This commit introduces two key improvements to the application:
1. **Authenticated GitHub API Access:** The GitHub client now uses a personal access token (PAT) from the `GITHUB_TOKEN` environment variable if it is available. This increases the rate limit for GitHub API requests, making the tool more robust for users who need to collect a large number of repositories.
2. **Structured Logging:** The application now uses the standard library's `slog` package for structured logging. A `--verbose` flag has been added to the root command to control the log level, allowing for more detailed output when needed. This makes the application's output more consistent and easier to parse.
This commit addresses several issues identified in a code review to improve the overall quality and robustness of the application.
Key changes include:
- Refactored `cmd.Execute()` to return an error instead of calling `os.Exit`, making the application more testable.
- Fixed critical issues in `cmd/main_test.go`, including renaming `TestMain` to avoid conflicts and removing the brittle E2E test.
- Improved the GitHub API client in `pkg/github/github.go` by:
- Fixing a resource leak where an HTTP response body was not being closed.
- Restoring a parameterized function to improve testability.
- Adding support for `context.Context` and API pagination for robustness.
- Updated the `.github/workflows/go.yml` CI workflow to use the `Taskfile.yml` for building and testing, ensuring consistency.
- Added a `test` task to `Taskfile.yml`.
- Ran `go mod tidy` and fixed several unused import errors.
This commit fixes a critical build issue where the application was being compiled as an archive instead of an executable. This was caused by the absence of a `main` package.
The following changes have been made to resolve this and improve the development process:
- A `main.go` file has been added to the root of the project to serve as the application's entry point.
- A `Taskfile.yml` has been introduced to standardize the build, run, and testing processes.
- The build process has been corrected to produce a runnable binary.
- An end-to-end test (`TestE2E`) has been added to the test suite. This test builds the application and runs it with the `--help` flag to ensure the binary is always executable, preventing similar build regressions in the future.

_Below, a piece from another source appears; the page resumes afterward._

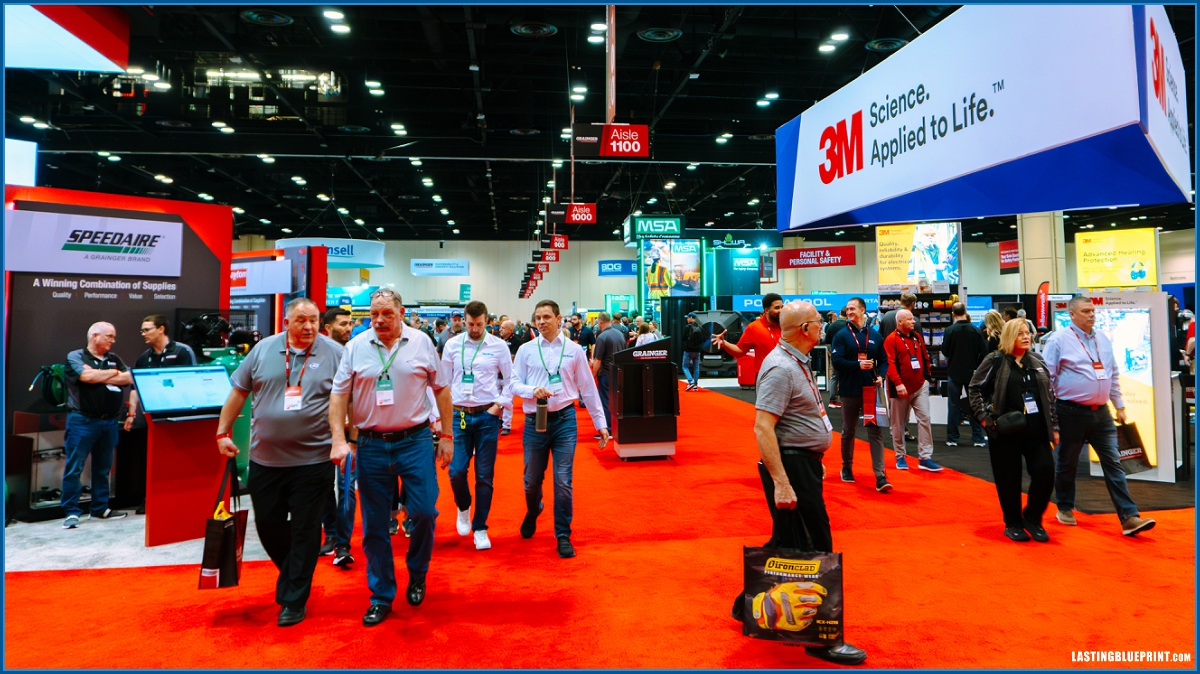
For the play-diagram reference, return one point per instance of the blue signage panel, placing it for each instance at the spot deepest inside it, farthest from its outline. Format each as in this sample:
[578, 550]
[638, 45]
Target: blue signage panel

This commit resolves a merge conflict by restructuring the `collect` command and its subcommands. The `collect git` and `collect github-release` commands have been consolidated under the new `collect github` command to provide a more organized and user-friendly command structure.
This commit also fixes a failing test in the `vcs` package by adding the necessary git config to the test setup.
Finally, this commit introduces the `collect github release` command, which allows downloading assets from the latest GitHub release of a repository. The command supports version checking, specific file downloads, and packing all assets into a DataNode.
This commit introduces a new command `collect github-release` that allows downloading assets from the latest GitHub release of a repository.
The command supports the following features:
- Downloading a specific file from the release using the `--file` flag.
- Downloading all assets from the release and packing them into a DataNode using the `--pack` flag.
- Specifying an output directory for the downloaded files using the `--output` flag.
This commit also includes a project-wide refactoring of the Go module path to `github.com/Snider/Borg` to align with Go's module system best practices.
This commit introduces several maintenance improvements to the repository.
- A `go.work` file has been added to define the workspace and make the project easier to work with.
- The module path in `go.mod` has been updated to use a GitHub URL, and all import paths have been updated accordingly.
- `examples` and `docs` directories have been created.
- The `examples` directory contains scripts that demonstrate the tool's functionality.
- The `docs` directory contains documentation for the project.
- Tests have been added to the `pkg/github` package following the `_Good`, `_Bad`, `_Ugly` convention.
- The missing `pkg/borg` package has been added to resolve a build error.
This commit introduces a new `collect website` command that recursively downloads a website to a specified depth.
- A new `pkg/website` package contains the logic for the recursive download.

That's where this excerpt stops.